So I managed to schedule a few flows using AWS ste...
# ask-metaflow
h
So I managed to schedule a few flows using AWS steps and AWS batch for compute, which is great. Let us say I schedule a flow daily at 1am UTC and I would like to consecutively run other flows, depending on when the scheduled flow has completed - its run time may fluctuate let us between 1-2 hours? Can this be achieved with just AWS and MetaFlow (don’t think I can pester DevOps to also get Argo up nor can I currently face the learning curve). Ideally I would like to keep the flows separated as well. Any feedback very much appreciated please. Thanks! PS: Just looking at this: https://docs.metaflow.org/production/event-triggering/flow-events which may be the solution for my use case?
1
r
@happy-wolf-7852 I think the
trigger_on_finish
decorator can work for your situation. I was going to suggest that documentation as a starting point.
That's similar to what we do. First flow is scheduled, and then the flows that follow are all using
trigger_on_finish
for the flow that they depend on in front of them. This allows us to make sure the flows finish first, and that the run is available (which we are checking in the start step)
most of our infra is on GCP, but we switched Metaflow to AWS because it seemed more straight forward using the AWS services.
h
Thanks but having reread this, does this not require Argo?
Copy code
python firstflow.py argo-workflows create
python secondflow.py argo-workflows create
r
I'll have to circle back with the team to double check. I might be misspeaking, but I remember we had moved Metaflow to AWS specifically to not have to use Argo, but maybe I missed something.
h
Thanks @rich-toothbrush-6560 yes that’s what I am doing - I schedule flows as step functions (e.g. daily at 1am or every N hours). However, I struggle somewhat with establishing dependencies without having to assume that scheduled flow 1 always completes before 1am + 35 minutes, which may work for now … so ideally I want to be able to trigger consecutive flows on the back of a completed “aws step function scheduled flow” …
r
yeah totally makes sense. Our flows are highly variable with times as well, plus passing data between flows, so we definitely need it to complete as well, otherwise we are just repeating a previous run 😅
h
I take it you must use Argo?
r
I'll circle back with the team. I could have swore they removed Argo, but it wouldn't be the first time I was wrong this week.
👍 1
@happy-wolf-7852 yeah confirmed, I guess they moved Argo over as well. But it should be possible as of recently. This looks interesting: https://docs.aws.amazon.com/step-functions/latest/dg/sample-start-workflow.html
👍 1
h
As a workaround you can trigger the other SFNs directly via
boto3
🙌 1
👍 1
r
@hundreds-rainbow-67050 was there a limitation to implementing this? Maybe a good feature to pick up?
h
@hundreds-rainbow-67050 thanks - any code snippets you could point me to please?
h
I don't have the historical context, but this is also a feature that my team has wanted in the past
1
I don't have access to the actual code anymore, but it was something like the following. IIRC you also have to grant permissions to the Batch role to trigger SFN (and describe-executions if you want to wait for the run to complete)
Copy code
import boto3
import json

def trigger_sfn(state_machine_arn, input_data):
    sfn_client = boto3.client('stepfunctions')
    input_json = json.dumps(input_data)
    params = {
        'stateMachineArn': state_machine_arn,
        'input': input_json
    }
    return sfn_client.start_execution(**params)

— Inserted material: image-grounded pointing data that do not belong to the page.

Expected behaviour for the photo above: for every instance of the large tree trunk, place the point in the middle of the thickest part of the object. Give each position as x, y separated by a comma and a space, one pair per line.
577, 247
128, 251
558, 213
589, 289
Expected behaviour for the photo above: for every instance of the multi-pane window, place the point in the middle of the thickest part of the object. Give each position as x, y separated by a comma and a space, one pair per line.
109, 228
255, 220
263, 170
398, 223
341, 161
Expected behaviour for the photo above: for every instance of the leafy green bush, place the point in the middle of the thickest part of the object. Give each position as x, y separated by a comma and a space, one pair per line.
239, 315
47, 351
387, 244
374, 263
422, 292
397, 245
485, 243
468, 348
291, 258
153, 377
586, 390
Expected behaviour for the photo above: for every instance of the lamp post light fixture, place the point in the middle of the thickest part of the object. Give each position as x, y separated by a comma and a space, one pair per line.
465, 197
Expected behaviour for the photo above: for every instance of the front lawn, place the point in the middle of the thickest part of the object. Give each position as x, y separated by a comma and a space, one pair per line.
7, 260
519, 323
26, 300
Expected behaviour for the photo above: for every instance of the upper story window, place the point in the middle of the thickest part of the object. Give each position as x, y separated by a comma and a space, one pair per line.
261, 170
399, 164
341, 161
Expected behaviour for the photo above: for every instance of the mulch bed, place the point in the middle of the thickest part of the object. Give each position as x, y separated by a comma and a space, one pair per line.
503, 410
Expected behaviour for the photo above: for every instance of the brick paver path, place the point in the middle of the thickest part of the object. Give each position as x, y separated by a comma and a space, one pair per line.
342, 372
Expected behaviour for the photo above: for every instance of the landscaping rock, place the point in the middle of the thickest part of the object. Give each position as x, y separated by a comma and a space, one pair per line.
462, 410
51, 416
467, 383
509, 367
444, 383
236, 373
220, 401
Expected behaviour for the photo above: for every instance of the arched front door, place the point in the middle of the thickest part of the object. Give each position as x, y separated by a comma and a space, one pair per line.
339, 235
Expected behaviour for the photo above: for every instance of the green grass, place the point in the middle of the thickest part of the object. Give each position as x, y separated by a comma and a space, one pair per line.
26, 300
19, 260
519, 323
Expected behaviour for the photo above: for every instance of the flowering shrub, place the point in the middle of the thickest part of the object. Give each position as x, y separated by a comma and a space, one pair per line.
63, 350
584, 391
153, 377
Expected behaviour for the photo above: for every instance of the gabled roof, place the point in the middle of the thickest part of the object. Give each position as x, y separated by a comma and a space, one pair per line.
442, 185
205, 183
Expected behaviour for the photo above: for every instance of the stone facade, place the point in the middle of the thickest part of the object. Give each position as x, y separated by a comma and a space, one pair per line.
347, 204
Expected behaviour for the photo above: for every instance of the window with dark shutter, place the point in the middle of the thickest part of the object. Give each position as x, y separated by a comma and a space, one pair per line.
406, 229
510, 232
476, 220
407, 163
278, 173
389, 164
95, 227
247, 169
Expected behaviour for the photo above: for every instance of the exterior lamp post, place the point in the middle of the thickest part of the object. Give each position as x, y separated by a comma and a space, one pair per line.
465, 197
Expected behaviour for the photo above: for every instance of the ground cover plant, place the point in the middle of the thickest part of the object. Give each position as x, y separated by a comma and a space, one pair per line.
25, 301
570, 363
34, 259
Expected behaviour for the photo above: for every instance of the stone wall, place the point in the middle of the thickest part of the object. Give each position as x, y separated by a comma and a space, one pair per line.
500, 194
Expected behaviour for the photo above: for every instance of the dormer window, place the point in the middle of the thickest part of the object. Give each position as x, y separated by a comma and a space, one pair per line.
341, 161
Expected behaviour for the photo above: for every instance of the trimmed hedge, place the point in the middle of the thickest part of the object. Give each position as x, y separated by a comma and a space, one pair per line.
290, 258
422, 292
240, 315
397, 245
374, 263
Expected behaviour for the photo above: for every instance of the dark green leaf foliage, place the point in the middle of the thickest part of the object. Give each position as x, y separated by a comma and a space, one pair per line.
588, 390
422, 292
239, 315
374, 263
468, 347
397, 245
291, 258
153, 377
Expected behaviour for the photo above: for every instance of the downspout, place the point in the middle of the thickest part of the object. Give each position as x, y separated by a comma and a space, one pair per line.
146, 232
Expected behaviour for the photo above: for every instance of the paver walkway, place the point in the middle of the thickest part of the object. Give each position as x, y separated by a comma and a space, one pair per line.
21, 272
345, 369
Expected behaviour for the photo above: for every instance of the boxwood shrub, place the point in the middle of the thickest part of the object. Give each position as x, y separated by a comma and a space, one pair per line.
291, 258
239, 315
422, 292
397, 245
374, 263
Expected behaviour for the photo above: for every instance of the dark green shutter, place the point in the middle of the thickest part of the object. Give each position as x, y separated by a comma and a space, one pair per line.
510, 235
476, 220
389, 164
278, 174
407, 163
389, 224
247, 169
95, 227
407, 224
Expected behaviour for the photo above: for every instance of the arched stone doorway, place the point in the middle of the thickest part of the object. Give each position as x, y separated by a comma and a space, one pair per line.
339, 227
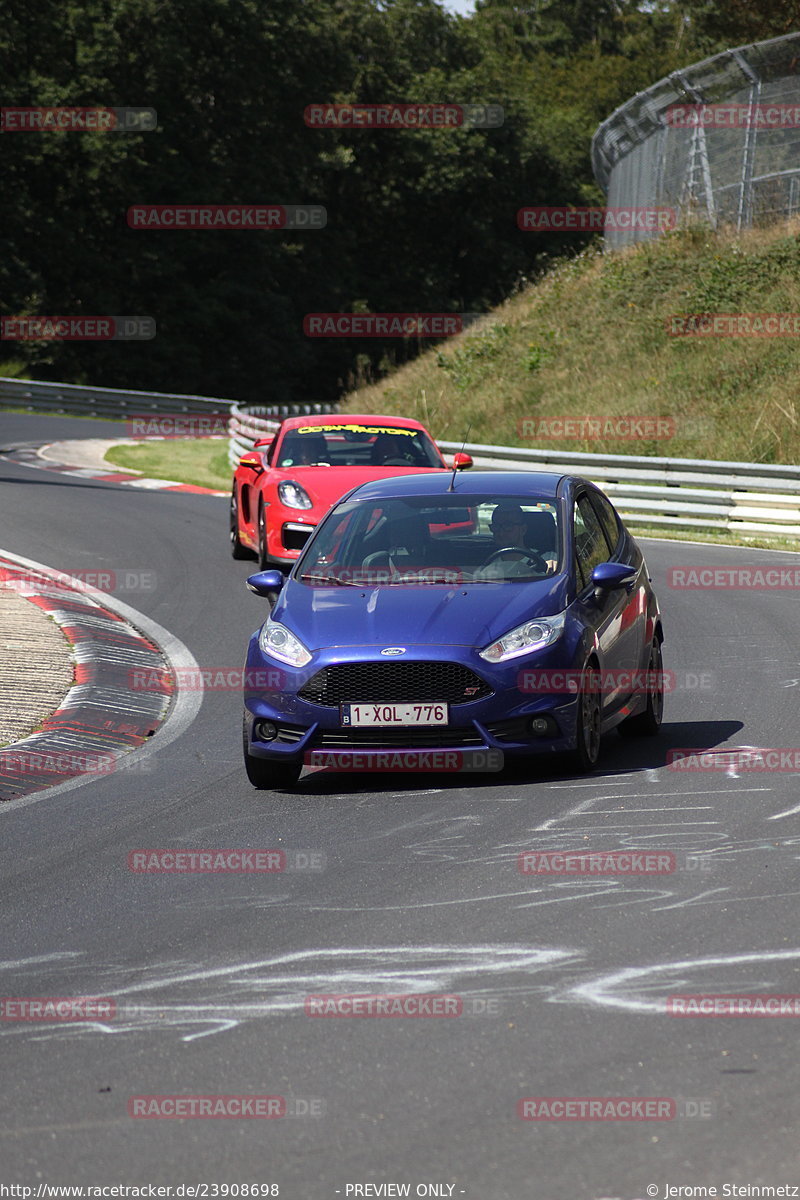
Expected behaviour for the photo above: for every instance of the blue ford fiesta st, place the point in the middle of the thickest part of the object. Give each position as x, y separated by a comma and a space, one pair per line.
453, 623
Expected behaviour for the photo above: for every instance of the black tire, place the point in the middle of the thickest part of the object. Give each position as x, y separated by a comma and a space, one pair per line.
263, 557
648, 724
587, 749
236, 547
268, 775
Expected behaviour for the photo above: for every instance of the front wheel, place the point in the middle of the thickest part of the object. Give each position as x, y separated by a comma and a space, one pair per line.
268, 775
588, 719
648, 724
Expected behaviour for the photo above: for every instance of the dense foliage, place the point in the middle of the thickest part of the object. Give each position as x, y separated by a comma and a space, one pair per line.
417, 221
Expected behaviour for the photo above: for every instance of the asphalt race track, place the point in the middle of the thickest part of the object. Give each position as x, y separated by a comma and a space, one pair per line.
563, 979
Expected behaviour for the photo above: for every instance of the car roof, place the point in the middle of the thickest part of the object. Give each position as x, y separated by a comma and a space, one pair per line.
404, 423
501, 484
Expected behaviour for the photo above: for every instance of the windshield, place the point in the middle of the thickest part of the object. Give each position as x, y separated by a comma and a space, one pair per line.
353, 444
443, 540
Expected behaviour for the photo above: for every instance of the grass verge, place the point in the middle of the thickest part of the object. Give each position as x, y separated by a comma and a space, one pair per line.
199, 461
591, 339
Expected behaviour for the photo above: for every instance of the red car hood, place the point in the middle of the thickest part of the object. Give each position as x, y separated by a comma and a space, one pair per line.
328, 485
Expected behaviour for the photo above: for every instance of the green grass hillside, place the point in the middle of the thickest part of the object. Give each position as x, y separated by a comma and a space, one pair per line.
590, 340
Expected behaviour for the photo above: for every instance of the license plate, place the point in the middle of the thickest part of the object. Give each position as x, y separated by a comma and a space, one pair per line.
382, 715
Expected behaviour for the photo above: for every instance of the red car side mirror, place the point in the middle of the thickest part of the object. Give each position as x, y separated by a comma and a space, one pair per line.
253, 461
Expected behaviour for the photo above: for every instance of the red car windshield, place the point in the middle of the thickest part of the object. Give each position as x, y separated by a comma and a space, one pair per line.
353, 444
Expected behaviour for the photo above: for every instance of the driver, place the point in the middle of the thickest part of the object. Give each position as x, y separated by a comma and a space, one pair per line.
509, 529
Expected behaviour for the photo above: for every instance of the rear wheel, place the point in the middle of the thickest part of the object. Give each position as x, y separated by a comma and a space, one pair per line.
265, 774
648, 724
236, 549
588, 719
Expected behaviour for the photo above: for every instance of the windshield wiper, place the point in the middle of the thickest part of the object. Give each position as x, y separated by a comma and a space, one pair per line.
334, 580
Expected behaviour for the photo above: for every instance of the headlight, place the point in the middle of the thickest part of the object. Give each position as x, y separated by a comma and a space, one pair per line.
294, 496
280, 643
534, 635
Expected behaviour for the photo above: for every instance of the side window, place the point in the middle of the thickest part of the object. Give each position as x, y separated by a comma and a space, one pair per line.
607, 519
589, 539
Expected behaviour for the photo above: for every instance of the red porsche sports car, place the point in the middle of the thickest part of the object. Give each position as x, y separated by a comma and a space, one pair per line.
286, 485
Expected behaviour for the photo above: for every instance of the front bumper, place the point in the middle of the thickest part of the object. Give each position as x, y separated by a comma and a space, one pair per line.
499, 724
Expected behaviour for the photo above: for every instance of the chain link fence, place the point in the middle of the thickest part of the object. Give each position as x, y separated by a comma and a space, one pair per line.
719, 142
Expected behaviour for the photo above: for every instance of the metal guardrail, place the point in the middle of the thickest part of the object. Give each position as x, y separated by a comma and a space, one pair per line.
40, 395
690, 493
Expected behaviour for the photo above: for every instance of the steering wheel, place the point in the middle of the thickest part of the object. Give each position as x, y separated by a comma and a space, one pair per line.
533, 557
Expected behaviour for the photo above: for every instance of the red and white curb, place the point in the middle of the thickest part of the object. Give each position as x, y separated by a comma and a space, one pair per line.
102, 725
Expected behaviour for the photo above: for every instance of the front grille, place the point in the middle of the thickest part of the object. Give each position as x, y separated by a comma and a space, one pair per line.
295, 537
386, 683
409, 736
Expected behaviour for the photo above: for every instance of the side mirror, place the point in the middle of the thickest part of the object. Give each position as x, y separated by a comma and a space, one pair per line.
611, 576
266, 585
253, 461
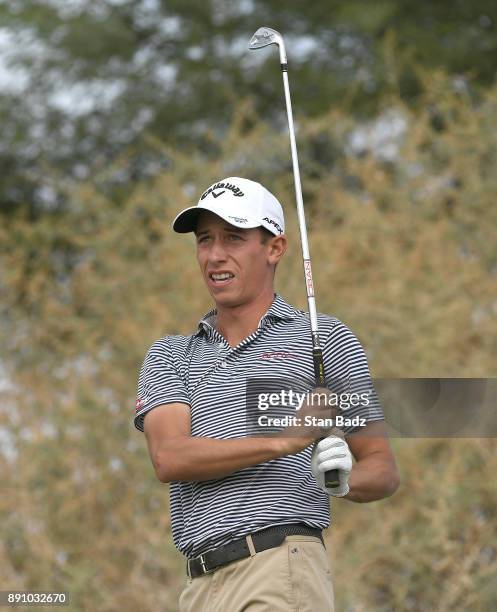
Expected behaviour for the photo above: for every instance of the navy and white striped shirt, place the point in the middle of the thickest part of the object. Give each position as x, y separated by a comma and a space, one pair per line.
203, 371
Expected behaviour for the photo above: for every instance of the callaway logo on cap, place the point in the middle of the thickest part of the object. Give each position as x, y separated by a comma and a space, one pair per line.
239, 202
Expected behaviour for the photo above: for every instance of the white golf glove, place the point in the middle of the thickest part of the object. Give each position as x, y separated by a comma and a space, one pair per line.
332, 453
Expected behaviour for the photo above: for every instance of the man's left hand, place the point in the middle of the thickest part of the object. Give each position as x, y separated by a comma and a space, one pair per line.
332, 453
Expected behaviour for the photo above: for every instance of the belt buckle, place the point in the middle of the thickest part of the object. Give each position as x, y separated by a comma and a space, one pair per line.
205, 570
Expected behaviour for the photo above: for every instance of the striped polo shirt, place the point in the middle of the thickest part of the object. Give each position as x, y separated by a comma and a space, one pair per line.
203, 371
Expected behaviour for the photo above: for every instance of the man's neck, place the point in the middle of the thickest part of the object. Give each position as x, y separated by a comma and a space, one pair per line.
236, 323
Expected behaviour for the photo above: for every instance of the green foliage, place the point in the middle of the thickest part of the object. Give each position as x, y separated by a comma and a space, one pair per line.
179, 70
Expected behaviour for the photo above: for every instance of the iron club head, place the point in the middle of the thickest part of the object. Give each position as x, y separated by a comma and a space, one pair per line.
267, 36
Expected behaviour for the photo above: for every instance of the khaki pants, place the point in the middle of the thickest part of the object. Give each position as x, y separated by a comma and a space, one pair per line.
293, 577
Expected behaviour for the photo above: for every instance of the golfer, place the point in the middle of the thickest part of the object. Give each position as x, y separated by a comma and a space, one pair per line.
247, 511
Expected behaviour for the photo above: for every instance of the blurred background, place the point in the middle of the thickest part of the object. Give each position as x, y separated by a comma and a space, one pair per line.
116, 114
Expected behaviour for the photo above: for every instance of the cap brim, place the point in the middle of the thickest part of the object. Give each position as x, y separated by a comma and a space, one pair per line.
187, 219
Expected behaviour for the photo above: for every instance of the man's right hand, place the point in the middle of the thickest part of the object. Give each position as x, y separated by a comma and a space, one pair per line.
315, 412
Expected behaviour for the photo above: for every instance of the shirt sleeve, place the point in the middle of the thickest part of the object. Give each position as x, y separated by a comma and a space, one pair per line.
347, 374
159, 382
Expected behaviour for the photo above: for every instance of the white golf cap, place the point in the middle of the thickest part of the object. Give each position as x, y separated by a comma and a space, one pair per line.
239, 202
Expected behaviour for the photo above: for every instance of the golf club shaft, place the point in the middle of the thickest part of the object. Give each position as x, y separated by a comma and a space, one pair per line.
331, 477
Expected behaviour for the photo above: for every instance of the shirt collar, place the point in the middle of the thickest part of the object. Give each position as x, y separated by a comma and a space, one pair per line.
279, 310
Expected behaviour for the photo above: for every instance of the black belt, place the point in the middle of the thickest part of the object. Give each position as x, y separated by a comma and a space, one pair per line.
238, 549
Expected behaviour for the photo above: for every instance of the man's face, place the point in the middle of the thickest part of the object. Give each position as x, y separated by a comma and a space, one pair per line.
236, 264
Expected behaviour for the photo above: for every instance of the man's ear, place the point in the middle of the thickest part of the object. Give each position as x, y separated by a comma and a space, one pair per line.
276, 248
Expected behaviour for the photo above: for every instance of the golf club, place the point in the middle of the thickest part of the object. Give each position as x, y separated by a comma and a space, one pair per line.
262, 38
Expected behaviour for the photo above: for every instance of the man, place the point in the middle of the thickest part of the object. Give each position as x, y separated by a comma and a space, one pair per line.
247, 511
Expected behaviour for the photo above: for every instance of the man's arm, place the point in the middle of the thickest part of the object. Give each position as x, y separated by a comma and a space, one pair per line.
177, 455
374, 475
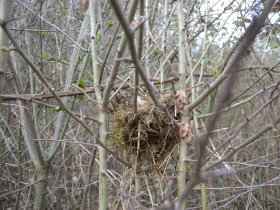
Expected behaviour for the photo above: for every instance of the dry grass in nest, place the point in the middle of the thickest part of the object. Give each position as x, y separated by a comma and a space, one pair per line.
149, 134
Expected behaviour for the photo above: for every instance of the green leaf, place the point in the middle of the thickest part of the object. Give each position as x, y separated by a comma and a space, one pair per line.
43, 33
80, 98
98, 37
158, 53
215, 71
57, 109
81, 83
44, 57
119, 36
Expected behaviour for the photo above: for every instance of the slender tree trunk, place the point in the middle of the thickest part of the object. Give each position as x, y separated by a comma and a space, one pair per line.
41, 187
182, 71
5, 15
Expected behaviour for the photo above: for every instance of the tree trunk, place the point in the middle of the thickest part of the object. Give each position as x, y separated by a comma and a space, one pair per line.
41, 187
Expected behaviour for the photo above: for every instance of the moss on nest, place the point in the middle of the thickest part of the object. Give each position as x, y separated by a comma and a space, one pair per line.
149, 134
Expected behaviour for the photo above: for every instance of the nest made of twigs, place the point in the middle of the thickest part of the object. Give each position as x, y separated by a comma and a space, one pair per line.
149, 134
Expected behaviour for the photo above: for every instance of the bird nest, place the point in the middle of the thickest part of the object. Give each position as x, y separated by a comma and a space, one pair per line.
149, 134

if __name__ == "__main__":
    state_machine_arn = 'arn:aws:states:us-east-1:123456789012:stateMachine:YourStateMachineName'
    input_data = {
        'Parameters': {
            'key1': 'value1',
            'key2': 'value2'
        }
    }

    response = trigger_sfn(state_machine_arn, input_data)
h
So from what I understand, the flows have all to be deployed to/as AWS step function but the dependent one won’t have a schedule decorator? I may start there and see. Thanks!
h
yes that's the idea
👍 1
s
@happy-wolf-7852 - Nissan's pattern is now a little bit more easier with the Deployer API
you can embed the deployer method in your end step and it will take care of invoking the downstream flow for you
@brainy-truck-72938 might have a few examples handy
❤️ 1
👀 1
h
I have scheduled everything at certain times for now as I use AWS batch and AFIK stuff is only executed sequentially (like a FIFO) in our current setup things may actually “synchronise”. I will let it run over night and have a look tomorrow 🙃.
h
@ancient-application-36103 good point. I guess Runner could also work? When should someone use Runner vs Deployer?
b
I can try to come up with an example that uses the
Deployer API
within the
end
step
@hundreds-rainbow-67050 Deployer is for
deploying
a flow to a production grade orchestrator such as
Argo Workflows
,
Step Functions
and triggering the flows which are deployed there... Runner is for running a flow (that still might target a mix of compute platforms such as
kubernetes
,
batch
) -- but the flow is not run via an explicit orchestrator i.e. via Argo, Step functions
❤️ 1